Department of Computer Engineering, U & P U. Patel, CSPIT, CHARUSAT, Changa, Gujarat, India.
Department of Artificial Intelligence and Machine Learning, CSPIT, CHARUSAT, Changa, Gujarat, India.
Sci Rep. 2024 Sep 27;14(1):22329. doi: 10.1038/s41598-024-73643-x.

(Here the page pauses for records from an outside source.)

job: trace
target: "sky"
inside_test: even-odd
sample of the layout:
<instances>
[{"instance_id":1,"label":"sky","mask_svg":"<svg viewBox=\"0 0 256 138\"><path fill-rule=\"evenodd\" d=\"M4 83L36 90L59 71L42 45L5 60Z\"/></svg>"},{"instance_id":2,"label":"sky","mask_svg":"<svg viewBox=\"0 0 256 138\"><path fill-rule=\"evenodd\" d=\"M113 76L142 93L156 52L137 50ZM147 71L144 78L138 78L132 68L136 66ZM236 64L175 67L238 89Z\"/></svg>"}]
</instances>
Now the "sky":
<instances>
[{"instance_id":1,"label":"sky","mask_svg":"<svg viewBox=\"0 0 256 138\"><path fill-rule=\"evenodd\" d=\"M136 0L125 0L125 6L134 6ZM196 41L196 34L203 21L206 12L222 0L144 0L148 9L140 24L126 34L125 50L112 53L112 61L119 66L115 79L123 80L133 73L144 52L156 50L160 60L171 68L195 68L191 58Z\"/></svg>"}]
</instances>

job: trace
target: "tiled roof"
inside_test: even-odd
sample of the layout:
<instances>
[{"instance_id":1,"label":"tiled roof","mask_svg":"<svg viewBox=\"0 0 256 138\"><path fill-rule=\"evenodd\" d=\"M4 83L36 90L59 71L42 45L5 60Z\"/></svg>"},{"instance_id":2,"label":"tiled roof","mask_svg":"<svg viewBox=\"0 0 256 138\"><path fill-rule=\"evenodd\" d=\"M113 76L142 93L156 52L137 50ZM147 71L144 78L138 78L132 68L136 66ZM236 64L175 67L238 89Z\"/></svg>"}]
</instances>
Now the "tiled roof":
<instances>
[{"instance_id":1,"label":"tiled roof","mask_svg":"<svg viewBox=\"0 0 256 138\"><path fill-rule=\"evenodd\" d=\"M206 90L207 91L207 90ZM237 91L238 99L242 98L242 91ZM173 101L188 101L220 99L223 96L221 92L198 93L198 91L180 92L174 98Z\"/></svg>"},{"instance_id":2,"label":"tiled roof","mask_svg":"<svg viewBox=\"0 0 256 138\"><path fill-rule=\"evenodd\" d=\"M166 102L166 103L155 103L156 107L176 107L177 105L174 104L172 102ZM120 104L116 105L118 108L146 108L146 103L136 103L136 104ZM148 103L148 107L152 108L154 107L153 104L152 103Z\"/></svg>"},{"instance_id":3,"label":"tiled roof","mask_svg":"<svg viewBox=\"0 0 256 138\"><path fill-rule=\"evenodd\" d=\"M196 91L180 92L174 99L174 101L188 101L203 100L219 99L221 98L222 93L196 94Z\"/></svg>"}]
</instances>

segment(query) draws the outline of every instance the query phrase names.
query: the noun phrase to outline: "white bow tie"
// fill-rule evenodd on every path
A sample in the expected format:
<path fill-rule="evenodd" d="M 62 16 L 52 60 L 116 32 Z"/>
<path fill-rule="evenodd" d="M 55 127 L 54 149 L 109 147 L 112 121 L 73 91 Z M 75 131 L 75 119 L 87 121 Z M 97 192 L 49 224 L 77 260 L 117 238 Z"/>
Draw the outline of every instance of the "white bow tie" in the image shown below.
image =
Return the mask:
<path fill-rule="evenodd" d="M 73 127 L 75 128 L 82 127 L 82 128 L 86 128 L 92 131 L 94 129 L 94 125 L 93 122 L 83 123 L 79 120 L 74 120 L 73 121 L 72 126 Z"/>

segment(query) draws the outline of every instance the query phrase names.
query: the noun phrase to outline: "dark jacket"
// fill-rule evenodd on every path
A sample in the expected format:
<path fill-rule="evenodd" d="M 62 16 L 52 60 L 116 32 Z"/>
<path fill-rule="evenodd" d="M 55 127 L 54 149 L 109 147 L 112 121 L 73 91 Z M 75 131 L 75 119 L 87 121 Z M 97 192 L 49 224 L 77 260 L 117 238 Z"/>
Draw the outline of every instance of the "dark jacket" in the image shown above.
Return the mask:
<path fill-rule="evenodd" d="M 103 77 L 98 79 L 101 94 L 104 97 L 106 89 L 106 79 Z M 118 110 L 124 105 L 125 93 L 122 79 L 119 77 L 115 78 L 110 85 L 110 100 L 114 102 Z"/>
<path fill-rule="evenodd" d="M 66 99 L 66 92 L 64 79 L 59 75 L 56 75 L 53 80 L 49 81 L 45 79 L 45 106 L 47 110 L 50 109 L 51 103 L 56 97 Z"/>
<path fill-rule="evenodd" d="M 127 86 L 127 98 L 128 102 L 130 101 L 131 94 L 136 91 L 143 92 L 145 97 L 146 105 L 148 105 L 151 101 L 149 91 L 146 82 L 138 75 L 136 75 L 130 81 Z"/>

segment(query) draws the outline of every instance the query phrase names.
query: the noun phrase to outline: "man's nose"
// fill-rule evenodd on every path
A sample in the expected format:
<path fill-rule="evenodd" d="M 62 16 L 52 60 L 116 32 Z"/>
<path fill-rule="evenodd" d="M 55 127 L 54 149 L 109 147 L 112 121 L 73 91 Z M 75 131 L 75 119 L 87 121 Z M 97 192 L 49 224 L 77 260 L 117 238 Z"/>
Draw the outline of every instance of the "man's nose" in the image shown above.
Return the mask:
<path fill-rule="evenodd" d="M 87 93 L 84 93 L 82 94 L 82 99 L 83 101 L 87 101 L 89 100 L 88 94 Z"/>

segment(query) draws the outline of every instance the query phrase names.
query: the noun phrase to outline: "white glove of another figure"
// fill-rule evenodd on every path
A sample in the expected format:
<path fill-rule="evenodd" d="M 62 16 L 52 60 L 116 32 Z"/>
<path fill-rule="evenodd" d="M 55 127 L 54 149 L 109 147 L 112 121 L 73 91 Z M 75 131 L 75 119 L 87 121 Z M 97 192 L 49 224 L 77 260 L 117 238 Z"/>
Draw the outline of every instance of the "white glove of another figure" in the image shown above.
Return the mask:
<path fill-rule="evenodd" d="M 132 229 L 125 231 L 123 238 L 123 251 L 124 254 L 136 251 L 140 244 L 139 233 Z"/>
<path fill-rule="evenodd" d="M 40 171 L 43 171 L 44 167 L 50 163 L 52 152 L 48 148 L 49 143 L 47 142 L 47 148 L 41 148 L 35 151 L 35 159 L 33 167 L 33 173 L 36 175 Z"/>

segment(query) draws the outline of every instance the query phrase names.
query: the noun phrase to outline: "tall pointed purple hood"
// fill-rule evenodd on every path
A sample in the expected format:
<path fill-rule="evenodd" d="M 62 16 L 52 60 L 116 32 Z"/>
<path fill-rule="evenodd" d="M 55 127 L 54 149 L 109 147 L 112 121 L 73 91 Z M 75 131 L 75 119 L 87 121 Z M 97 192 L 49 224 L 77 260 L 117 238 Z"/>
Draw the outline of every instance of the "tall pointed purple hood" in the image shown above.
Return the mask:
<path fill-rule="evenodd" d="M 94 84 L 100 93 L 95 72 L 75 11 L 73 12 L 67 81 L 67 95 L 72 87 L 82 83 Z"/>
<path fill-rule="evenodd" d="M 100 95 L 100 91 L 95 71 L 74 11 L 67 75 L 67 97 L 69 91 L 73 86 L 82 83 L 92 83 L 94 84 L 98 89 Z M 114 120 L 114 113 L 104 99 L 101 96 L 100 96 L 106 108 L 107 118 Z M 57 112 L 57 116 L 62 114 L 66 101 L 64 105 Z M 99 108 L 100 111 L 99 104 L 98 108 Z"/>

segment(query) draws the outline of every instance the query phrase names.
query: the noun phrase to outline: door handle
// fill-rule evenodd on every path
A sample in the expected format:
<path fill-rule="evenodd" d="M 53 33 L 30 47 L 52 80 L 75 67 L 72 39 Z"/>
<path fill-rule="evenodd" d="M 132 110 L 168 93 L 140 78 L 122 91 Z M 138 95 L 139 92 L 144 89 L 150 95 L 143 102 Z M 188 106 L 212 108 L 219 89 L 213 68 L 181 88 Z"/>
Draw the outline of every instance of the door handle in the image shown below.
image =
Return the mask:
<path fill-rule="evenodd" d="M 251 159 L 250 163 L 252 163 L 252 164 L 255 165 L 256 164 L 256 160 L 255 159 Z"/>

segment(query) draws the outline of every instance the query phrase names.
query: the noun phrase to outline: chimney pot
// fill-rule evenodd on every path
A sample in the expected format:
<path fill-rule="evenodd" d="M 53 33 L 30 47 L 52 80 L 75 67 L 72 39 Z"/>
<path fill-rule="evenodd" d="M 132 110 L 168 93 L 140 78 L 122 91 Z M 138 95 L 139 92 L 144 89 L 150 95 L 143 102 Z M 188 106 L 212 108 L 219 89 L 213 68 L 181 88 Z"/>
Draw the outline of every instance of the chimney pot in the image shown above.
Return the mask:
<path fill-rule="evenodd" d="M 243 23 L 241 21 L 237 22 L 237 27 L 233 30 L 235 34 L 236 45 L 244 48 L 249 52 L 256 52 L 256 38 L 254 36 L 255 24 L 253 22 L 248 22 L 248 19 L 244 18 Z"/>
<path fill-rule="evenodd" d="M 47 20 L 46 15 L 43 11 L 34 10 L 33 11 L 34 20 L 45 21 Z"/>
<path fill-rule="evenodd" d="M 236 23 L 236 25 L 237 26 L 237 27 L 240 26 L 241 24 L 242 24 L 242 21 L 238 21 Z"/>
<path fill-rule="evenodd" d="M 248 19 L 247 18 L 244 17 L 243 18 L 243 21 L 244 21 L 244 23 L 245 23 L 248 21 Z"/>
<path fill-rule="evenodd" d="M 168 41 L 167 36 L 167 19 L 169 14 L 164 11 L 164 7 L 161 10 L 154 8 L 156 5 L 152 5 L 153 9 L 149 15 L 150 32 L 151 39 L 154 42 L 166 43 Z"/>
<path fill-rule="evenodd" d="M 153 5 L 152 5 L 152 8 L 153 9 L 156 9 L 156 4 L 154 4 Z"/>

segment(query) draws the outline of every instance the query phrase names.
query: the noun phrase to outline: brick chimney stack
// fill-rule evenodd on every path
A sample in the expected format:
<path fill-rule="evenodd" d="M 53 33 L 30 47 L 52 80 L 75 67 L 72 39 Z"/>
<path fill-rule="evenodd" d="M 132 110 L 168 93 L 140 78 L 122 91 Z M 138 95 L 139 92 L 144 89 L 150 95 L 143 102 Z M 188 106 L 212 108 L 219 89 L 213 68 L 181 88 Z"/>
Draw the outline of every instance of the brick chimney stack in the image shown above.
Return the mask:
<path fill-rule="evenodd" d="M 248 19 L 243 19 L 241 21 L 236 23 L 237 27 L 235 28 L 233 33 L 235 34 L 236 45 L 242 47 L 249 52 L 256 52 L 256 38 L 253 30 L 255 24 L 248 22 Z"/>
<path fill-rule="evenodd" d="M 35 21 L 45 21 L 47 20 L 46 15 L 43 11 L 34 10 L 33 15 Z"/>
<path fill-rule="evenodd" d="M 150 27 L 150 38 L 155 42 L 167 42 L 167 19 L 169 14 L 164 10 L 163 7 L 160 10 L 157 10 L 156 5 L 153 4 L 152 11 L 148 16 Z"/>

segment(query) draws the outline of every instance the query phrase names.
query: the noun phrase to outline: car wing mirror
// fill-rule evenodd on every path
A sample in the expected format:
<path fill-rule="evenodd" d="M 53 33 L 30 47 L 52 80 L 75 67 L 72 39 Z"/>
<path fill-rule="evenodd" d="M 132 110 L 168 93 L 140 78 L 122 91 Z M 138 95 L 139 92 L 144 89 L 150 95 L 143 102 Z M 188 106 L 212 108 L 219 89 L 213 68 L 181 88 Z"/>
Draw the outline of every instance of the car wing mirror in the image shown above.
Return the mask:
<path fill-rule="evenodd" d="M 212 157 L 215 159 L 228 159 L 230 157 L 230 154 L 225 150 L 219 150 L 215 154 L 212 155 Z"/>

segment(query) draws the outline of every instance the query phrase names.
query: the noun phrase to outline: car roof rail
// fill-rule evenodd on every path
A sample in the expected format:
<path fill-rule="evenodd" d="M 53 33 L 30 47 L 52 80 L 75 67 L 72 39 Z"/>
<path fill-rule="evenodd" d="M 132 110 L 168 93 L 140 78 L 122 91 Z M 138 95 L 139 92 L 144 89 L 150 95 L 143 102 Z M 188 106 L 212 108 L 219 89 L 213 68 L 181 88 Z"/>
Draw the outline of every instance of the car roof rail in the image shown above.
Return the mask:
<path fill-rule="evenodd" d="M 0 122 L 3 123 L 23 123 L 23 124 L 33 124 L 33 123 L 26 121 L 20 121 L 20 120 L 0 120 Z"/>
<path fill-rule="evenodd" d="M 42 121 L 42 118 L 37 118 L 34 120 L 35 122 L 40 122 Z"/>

The Artificial Intelligence has evolved and is now associated with Deep Learning, driven by availability of vast amount of data and computing power. Traditionally, researchers have adopted a Model-Centric Approach, focusing on developing new algorithms and models to enhance performance without altering the underlying data. However, Andrew Ng, a prominent figure in the AI community, has recently emphasized on better (quality) data rather than better models, which has given birth to Data Centric Approach, also known as Data Oriented technique. The transition from model oriented to data oriented approach has rapidly gained momentum within the realm of deep learning. Despite its promise, the Data-Centric Approach faces several challenges, including (a) generating high-quality data, (b) ensuring data privacy, and (c) addressing biases to achieve fairness in datasets. Currently, there has been limited effort in preparing quality data. Our work aims to address this gap by focusing on the generation of high-quality data through methods such as data augmentation, multi-stage hashing to eliminate duplicate instances, to detect and correct noisy labels, using confident learning. The experiments on popular datasets, namely MNIST, Fashion MNIST, and CIFAR-10 were performed by utilizing ResNet-18 as the common framework followed by both Model Centric and Data Centric Approach. Comparative performance analysis revealed that the Data Centric Approach consistently outperformed the Model Centric Approach by a relative margin of at least 3%. This finding highlights the potential for further exploration and adoption of the Data-Centric Approach in various domains such as healthcare, finance, education, and entertainment, where the quality of data could significantly enhance the performance.
人工智能已经发展到现在与深度学习相关联的地步,这是由大量数据和计算能力的可用性所驱动的。传统上,研究人员采用了以模型为中心的方法,专注于开发新的算法和模型来提高性能,而不改变底层数据。然而,人工智能领域的杰出人物安德鲁·吴(Andrew Ng)最近强调了更好的数据(质量)而不是更好的模型,这催生了以数据为中心的方法,也称为面向数据的技术。从模型导向到数据导向的方法的转变在深度学习领域迅速获得了动力。尽管有其前景,但数据中心方法面临着几个挑战,包括生成高质量数据、确保数据隐私以及解决数据集公平性中的偏差问题。目前,在准备高质量数据方面的努力有限。我们的工作旨在通过数据增强、多阶段哈希以消除重复实例、检测和纠正嘈杂标签、使用置信学习等方法来生成高质量数据,从而解决这个差距。在 MNIST、Fashion MNIST 和 CIFAR-10 等流行数据集上进行了实验,使用 ResNet-18 作为通用框架,分别采用了以模型为中心和以数据为中心的方法。对比性能分析表明,数据中心方法始终优于以模型为中心的方法,相对差距至少为 3%。这一发现强调了在医疗保健、金融、教育和娱乐等各个领域进一步探索和采用以数据为中心的方法的潜力,在这些领域,数据的质量可以显著提高性能。